Book | Bystanders | Valerie Volk
Review by Alan Ray
The Bible contains a library of dramas. Similar to a festival of plays we have, in the one book, historical, romantic, morality and mystical plots.
Valerie Volk invites us to become immersed in 15 of these stories through the eyes of bystanders to the main action. Just as any great play contains cameo roles, so too do the well-known Bible narratives. So often our attention concentrates on the big names in any drama, that we fail to speculate on the nuances and commentary which might be offered by the “bit players’ or people in the crowd. Like a skilled director, Volk pans her camera onto the periphery of the narrative, thus bringing a fresh insight into the main storyline.

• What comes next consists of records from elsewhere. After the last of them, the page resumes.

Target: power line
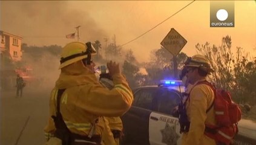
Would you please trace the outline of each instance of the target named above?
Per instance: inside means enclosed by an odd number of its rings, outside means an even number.
[[[155,27],[154,27],[153,28],[149,29],[149,30],[146,31],[145,33],[143,33],[142,34],[140,34],[140,36],[139,36],[138,37],[133,39],[133,40],[126,42],[126,44],[122,44],[120,45],[120,47],[122,47],[123,45],[125,45],[131,43],[131,42],[136,40],[137,39],[142,37],[142,36],[146,34],[146,33],[148,33],[148,32],[151,31],[152,30],[156,28],[157,26],[161,25],[162,24],[163,24],[164,22],[166,21],[168,19],[169,19],[169,18],[172,18],[172,16],[174,16],[175,14],[177,14],[179,12],[181,11],[182,10],[183,10],[184,8],[185,8],[186,7],[187,7],[188,5],[191,5],[192,3],[193,3],[194,1],[195,1],[195,0],[194,0],[193,1],[191,2],[189,4],[187,4],[186,5],[185,5],[184,7],[183,7],[182,9],[179,10],[179,11],[177,11],[176,13],[174,13],[172,15],[171,15],[171,16],[168,17],[167,19],[165,19],[164,21],[163,21],[162,22],[161,22],[160,23],[158,24],[157,25],[156,25]]]

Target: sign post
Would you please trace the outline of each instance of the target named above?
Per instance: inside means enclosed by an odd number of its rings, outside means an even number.
[[[177,78],[177,55],[180,52],[187,41],[174,28],[171,28],[161,42],[161,45],[173,55],[174,77]]]

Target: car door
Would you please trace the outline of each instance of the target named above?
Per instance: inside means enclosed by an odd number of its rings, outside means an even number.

She takes as some of her examples the anguished, imaginary thoughts of Sarah seeing her son Isaac about to be sacrificed; the possible yearnings of the woman accused of adultery and the reflections of the father of the blind man healed by Jesus. Resembling a monologue in a Shakespearean drama, we enter the innermost depths of the human soul.
Many Bible studies for congregational use now employ the lectio divina practice of reading, meditating, praying and contemplating the Word, thus promoting communion with God. A good director will instruct his actors to enter into the mindset of the characters portrayed. This method-acting technique and lectio divina principles have been employed with consummate skill by this writer to revitalise some well-known and other less well-known passages of scripture.
Is it time for us in our tech-savvy world to engage with our emotions by experiencing these Biblical narratives, rather than a cerebral exegesis of the text? If we follow the revelations offered by Bystanders, we will surely bring a profound understanding and contemporary relevance to these pericopes, similar to what the medieval mystery plays brought to that era.
With questions at the end of each chapter which would provoke lively discussion, this book would make an excellent resource for church study groups and perhaps also for preachers seeking a different application to their sermon texts. It is recommended for its evocative, poetic language.